Eduardo Yañez Parareda wrote:I don't like it because you'll have a lot of classes, it's a very fine grain approach. For each operation on DB you'll have a class!, I think if you
have a few different types of operations it would work, but when your app begins to grow up it could be harder to maintain.
More classes, yes, but there are several advantages with this approach
1) You don't have large classes containing several large methods that are often each doing essentially the same thing with slight variations.
2) You can eliminate duplicate boiler plate code by creating DAO abstract command classes for CRUD operations. These classes would call strategies (if necessary) for the slight variations such as selection criteria and populating the domain objects. This makes for nicely cohesive classes that are very testable because they abide by design principles such as IOC, DIP, Hollywood, Open-Close, etc.
3) The client of the DAO can in some cases be abstract, not even knowing what DAO it is calling - just passing along the request type and params, and the command pattern takes care of invoking the right DAO. With the more traditional DAO aproach, your client controller has to interpret the request and hard code a call to a corresponding DAO operation.
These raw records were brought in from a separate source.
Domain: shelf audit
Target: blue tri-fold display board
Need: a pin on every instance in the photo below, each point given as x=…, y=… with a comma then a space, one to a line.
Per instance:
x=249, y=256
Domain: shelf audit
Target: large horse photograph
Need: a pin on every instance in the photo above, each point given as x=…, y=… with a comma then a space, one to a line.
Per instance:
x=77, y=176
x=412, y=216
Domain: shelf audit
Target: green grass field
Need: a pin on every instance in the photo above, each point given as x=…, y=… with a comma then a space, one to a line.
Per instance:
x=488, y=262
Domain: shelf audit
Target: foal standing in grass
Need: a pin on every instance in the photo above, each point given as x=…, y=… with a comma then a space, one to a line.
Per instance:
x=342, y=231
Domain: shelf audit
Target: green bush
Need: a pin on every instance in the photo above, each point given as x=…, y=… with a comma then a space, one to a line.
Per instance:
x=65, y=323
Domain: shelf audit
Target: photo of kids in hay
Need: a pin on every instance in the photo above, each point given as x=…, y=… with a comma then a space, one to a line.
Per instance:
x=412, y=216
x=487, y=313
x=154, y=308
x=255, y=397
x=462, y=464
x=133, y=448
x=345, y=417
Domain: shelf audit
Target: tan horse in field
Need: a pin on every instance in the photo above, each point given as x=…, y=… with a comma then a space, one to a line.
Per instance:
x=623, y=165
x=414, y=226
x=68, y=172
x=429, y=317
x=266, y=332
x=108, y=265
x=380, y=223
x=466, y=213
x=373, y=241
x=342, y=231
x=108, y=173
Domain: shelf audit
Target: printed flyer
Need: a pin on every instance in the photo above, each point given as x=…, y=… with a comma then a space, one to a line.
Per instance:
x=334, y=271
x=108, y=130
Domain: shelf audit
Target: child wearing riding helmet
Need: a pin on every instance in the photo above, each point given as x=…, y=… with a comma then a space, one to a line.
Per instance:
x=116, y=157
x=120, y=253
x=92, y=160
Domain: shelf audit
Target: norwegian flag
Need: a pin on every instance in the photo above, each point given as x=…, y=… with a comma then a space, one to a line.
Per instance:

That means a lot of duplicate client controller code too. With the DAO command approach, some web requests can be handled abstractly from the web server all the way down to the DAO, with no specialized code except for the simple DAO strategies for selection criteria, populating, etc.
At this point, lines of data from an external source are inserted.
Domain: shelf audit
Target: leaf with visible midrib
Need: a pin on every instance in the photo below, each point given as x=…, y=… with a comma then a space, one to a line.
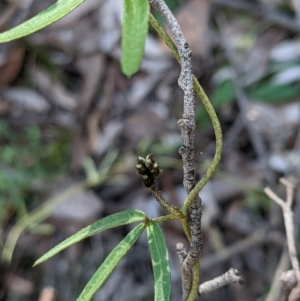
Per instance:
x=160, y=262
x=110, y=263
x=111, y=221
x=134, y=32
x=41, y=20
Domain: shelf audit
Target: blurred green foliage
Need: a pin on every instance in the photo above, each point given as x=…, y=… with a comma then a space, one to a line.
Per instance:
x=28, y=156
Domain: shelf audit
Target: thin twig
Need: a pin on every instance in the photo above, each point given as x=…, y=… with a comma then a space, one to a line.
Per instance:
x=274, y=292
x=232, y=276
x=187, y=127
x=211, y=113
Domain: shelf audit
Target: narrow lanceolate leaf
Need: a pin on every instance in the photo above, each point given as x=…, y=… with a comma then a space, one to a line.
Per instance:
x=43, y=19
x=111, y=221
x=134, y=32
x=160, y=262
x=110, y=263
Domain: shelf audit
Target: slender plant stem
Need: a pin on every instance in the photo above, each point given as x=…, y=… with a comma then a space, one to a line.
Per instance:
x=211, y=112
x=165, y=218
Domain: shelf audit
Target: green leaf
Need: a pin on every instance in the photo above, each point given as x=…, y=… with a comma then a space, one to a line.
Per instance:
x=111, y=221
x=160, y=262
x=110, y=263
x=134, y=32
x=43, y=19
x=271, y=93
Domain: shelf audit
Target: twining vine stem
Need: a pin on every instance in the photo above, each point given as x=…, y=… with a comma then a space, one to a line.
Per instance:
x=192, y=206
x=210, y=110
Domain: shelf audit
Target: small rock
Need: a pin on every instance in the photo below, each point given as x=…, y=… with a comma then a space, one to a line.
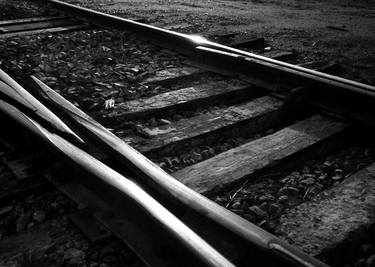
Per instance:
x=236, y=205
x=105, y=251
x=164, y=121
x=292, y=190
x=308, y=181
x=283, y=199
x=360, y=263
x=74, y=256
x=255, y=210
x=39, y=216
x=274, y=209
x=336, y=177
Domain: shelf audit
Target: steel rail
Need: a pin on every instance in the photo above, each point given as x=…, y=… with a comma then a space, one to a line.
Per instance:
x=200, y=251
x=199, y=46
x=11, y=89
x=154, y=179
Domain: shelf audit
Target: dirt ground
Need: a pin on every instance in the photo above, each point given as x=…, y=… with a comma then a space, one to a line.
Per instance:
x=341, y=31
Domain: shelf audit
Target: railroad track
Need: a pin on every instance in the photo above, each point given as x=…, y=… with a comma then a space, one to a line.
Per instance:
x=273, y=130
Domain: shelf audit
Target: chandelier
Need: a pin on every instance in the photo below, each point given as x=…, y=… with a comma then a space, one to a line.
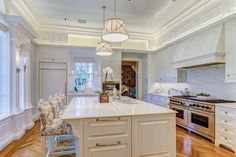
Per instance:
x=115, y=29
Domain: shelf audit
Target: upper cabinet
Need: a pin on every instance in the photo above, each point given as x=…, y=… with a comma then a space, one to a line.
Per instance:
x=164, y=67
x=203, y=48
x=53, y=54
x=230, y=51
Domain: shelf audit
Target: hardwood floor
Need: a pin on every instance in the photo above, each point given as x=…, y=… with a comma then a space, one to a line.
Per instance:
x=188, y=145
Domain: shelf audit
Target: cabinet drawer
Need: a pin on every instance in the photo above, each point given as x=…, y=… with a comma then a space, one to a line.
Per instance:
x=227, y=113
x=226, y=126
x=227, y=138
x=116, y=150
x=108, y=140
x=107, y=126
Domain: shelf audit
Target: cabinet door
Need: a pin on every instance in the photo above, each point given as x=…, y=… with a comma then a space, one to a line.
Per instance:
x=154, y=136
x=45, y=54
x=60, y=54
x=51, y=82
x=230, y=51
x=119, y=150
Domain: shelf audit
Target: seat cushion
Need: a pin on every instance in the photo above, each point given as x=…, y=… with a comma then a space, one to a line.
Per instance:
x=58, y=127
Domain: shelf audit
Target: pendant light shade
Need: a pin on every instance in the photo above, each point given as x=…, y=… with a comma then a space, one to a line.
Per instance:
x=103, y=49
x=115, y=30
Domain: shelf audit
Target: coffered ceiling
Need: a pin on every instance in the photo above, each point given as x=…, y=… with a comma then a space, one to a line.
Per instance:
x=142, y=16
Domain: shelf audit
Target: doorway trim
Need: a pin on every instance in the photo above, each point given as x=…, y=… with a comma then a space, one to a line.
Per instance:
x=139, y=76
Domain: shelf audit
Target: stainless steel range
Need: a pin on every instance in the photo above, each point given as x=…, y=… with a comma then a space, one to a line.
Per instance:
x=196, y=115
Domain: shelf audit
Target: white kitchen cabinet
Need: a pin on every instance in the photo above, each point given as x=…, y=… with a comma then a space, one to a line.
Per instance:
x=52, y=54
x=230, y=39
x=226, y=126
x=160, y=100
x=113, y=150
x=164, y=68
x=107, y=137
x=146, y=136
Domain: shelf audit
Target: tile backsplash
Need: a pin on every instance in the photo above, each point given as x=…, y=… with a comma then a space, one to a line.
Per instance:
x=211, y=80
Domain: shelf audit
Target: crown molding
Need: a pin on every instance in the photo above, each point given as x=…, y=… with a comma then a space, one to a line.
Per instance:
x=188, y=14
x=17, y=23
x=87, y=31
x=25, y=12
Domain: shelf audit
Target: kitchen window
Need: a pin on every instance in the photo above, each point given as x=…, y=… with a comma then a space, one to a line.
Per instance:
x=4, y=75
x=84, y=75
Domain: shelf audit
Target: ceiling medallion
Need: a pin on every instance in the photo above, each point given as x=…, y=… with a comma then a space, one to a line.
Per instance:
x=115, y=29
x=103, y=48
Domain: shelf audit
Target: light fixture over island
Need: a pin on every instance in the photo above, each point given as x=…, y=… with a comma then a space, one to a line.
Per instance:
x=125, y=128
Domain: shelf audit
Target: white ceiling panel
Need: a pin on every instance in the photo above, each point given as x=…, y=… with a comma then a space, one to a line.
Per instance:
x=145, y=16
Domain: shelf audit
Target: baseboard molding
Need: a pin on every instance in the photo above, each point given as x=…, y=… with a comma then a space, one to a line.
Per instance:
x=8, y=127
x=13, y=137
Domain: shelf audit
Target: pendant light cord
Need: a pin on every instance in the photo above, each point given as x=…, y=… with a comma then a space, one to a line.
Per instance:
x=104, y=18
x=114, y=8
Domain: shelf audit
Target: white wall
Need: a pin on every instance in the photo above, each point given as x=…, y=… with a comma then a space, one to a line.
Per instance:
x=33, y=77
x=74, y=53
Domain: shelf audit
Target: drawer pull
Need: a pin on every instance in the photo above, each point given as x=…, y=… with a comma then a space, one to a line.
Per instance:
x=103, y=145
x=107, y=120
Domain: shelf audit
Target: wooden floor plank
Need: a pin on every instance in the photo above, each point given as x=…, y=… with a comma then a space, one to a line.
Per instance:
x=188, y=145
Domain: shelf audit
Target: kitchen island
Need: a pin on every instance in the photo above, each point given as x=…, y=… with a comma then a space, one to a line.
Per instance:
x=125, y=128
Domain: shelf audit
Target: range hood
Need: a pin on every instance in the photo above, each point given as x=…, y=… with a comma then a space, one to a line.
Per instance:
x=205, y=48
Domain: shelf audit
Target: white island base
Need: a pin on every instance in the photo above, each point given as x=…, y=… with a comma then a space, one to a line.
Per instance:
x=116, y=129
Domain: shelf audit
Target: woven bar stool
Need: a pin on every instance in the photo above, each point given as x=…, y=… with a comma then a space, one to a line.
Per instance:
x=53, y=128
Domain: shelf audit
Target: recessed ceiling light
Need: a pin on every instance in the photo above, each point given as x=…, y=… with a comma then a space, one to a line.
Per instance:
x=82, y=21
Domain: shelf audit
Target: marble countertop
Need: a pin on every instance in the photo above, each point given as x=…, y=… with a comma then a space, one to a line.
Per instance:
x=160, y=94
x=82, y=94
x=89, y=107
x=231, y=105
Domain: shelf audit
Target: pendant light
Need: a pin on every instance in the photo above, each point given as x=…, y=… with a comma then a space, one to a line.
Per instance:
x=115, y=29
x=103, y=48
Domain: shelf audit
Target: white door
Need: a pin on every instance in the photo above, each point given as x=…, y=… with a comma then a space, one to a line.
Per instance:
x=52, y=81
x=119, y=150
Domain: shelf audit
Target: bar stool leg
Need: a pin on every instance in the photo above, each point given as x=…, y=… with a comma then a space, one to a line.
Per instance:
x=43, y=145
x=77, y=148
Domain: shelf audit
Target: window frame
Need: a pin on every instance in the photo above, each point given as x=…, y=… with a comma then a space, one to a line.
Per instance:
x=5, y=75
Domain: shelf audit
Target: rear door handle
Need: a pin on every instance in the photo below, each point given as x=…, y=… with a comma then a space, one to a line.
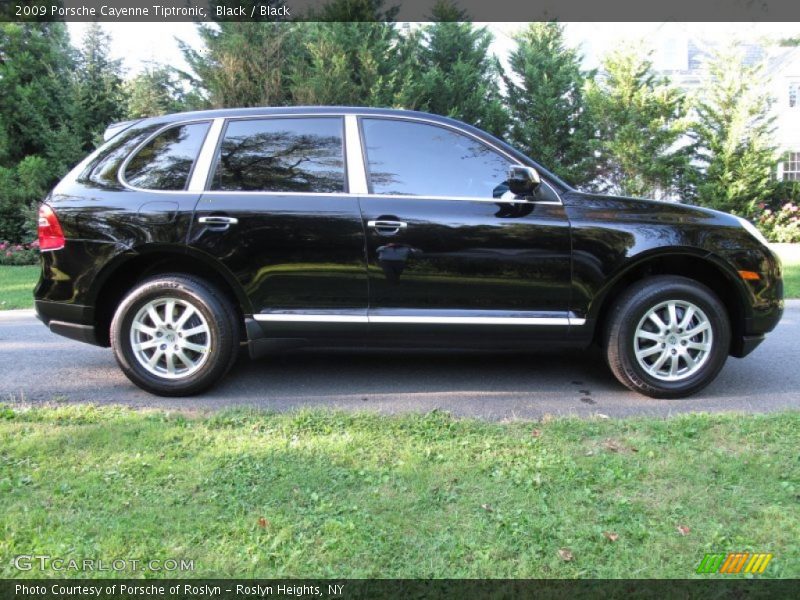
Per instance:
x=387, y=227
x=218, y=222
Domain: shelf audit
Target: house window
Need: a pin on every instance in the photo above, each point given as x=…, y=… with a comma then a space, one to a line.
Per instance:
x=791, y=167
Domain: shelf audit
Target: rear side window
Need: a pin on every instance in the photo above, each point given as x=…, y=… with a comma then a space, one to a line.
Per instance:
x=166, y=161
x=416, y=159
x=281, y=155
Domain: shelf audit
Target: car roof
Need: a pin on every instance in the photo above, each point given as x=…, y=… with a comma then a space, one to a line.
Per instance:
x=305, y=110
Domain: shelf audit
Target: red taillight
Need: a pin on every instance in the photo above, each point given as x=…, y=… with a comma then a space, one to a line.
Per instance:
x=50, y=235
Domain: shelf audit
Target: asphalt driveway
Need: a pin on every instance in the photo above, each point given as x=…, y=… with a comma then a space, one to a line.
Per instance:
x=38, y=367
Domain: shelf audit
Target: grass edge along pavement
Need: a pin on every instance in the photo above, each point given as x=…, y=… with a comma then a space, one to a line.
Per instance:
x=329, y=494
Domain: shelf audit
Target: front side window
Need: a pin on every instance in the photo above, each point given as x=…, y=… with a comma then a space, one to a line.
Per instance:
x=417, y=159
x=166, y=161
x=281, y=155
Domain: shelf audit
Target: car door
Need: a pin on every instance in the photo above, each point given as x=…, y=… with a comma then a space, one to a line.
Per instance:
x=277, y=214
x=453, y=256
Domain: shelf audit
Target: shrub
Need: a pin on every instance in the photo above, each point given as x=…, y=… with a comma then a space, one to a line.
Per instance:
x=19, y=254
x=781, y=225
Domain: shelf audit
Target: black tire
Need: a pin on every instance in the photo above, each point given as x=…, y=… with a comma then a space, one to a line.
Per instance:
x=222, y=339
x=621, y=332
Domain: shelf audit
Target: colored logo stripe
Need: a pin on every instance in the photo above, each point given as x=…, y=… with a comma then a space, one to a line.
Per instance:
x=734, y=562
4) When you have DAO command classes, they can be composed together as decorators to map to multiple sources. For example, if you need to write to the DB and also to memcached, you need two different mappers.
5) For read operations that attempt to read from cache, the DAO command classes can be composed together following the chain or responsibility pattern. The first DAO, which attempts to read from cache, does not contain the rquested data, will pass the request along to the next DAO in the chain (which reads from the DB), and update itself with the data when it comes back up the chain. Subsequent calls for the same data will not need to go back down the chain of DAOs.
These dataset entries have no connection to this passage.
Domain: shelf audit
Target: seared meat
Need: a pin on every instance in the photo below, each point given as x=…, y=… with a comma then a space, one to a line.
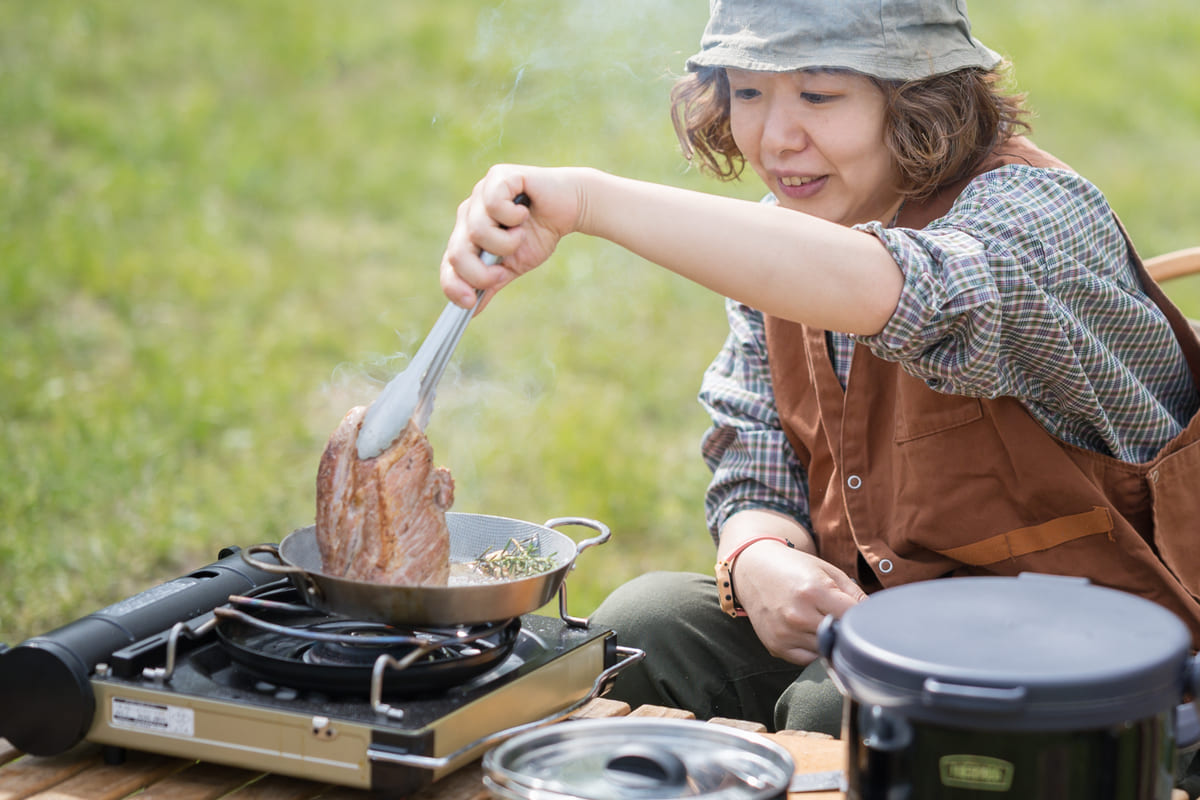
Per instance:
x=383, y=519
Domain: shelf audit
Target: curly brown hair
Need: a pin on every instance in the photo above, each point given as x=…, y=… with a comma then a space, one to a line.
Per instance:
x=937, y=128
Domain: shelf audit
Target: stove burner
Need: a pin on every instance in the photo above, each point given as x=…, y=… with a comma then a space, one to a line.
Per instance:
x=303, y=648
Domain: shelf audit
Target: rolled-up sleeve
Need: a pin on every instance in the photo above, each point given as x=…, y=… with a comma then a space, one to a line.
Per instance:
x=1026, y=289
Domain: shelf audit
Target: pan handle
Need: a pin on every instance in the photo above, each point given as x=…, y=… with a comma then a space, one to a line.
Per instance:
x=300, y=577
x=268, y=566
x=603, y=529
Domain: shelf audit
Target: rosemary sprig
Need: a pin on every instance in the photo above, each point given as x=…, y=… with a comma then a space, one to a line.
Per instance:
x=514, y=560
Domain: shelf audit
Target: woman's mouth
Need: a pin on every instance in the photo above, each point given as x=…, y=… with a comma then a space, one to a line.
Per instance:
x=799, y=187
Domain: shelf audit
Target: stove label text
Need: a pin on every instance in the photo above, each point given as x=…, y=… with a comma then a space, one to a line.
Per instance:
x=157, y=717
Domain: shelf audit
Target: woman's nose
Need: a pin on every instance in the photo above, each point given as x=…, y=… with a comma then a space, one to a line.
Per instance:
x=781, y=128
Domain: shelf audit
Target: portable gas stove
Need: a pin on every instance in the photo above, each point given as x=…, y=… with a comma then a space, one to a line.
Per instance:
x=226, y=665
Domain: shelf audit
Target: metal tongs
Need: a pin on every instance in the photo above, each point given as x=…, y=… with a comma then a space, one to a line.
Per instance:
x=409, y=395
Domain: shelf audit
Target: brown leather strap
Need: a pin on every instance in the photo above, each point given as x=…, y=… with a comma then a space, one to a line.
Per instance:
x=1024, y=541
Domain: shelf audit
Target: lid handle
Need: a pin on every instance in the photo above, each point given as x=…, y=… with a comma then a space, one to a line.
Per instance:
x=646, y=765
x=973, y=698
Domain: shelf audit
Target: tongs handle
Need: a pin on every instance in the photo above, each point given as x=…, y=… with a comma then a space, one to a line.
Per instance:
x=456, y=322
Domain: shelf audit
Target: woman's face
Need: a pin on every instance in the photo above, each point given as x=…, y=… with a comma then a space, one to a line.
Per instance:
x=816, y=140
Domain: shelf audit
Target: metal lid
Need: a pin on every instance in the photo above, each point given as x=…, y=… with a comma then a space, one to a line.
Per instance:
x=1032, y=653
x=637, y=757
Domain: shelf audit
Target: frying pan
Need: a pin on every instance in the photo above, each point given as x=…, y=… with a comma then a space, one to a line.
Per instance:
x=469, y=603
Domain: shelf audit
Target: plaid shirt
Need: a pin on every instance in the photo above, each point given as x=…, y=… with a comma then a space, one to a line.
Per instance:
x=1024, y=289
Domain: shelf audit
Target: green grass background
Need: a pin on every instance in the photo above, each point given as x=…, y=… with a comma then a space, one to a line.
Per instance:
x=220, y=220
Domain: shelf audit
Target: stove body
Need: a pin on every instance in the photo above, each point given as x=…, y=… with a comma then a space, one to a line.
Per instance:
x=179, y=691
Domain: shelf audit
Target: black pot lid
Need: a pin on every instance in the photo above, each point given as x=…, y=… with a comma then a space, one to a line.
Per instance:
x=637, y=757
x=1033, y=653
To me, this approach makes a lot of sense. I've always thought it was strange that in JAVA EE, the command pattern and/or DI is used from web server to container, from container to
servlet, from servlet to controller (using front controller pattern), but after that, it stops and the controller has to translate the request into a hard-code DAO call. For more complicated requests, this may be necessary, but not for the simpler ones (of which there are many). I worked on an open source effort for Lockheed Martin that successfully used this approach,
http://github.com/lmco/eurekastreams. It's a facebook-like app for the workplace.
Rohit Agrawal wrote:I don't quite like this approach for some reasons:
- In ServiceImpl : you can't influence the flow of DAOs being called. For e.g. after execution of 1st DAO if I don't want to execute 2nd DAO but execute 3rd DAO, it's hard to have this implemented.
- besides not sure if we can conceptually use DAO. because a Command object can have business logic, however DAOs should only deal with aspects of reading and writing data to db.
As I think you mentioned in a later post, for more complicated services, you can just create a specialized service implementation and hard code which DAO commands are called.
Using DAO commands does not force business logic to be in the DAO. The logic is in still in the service, and also in the factory that wires the DAOs.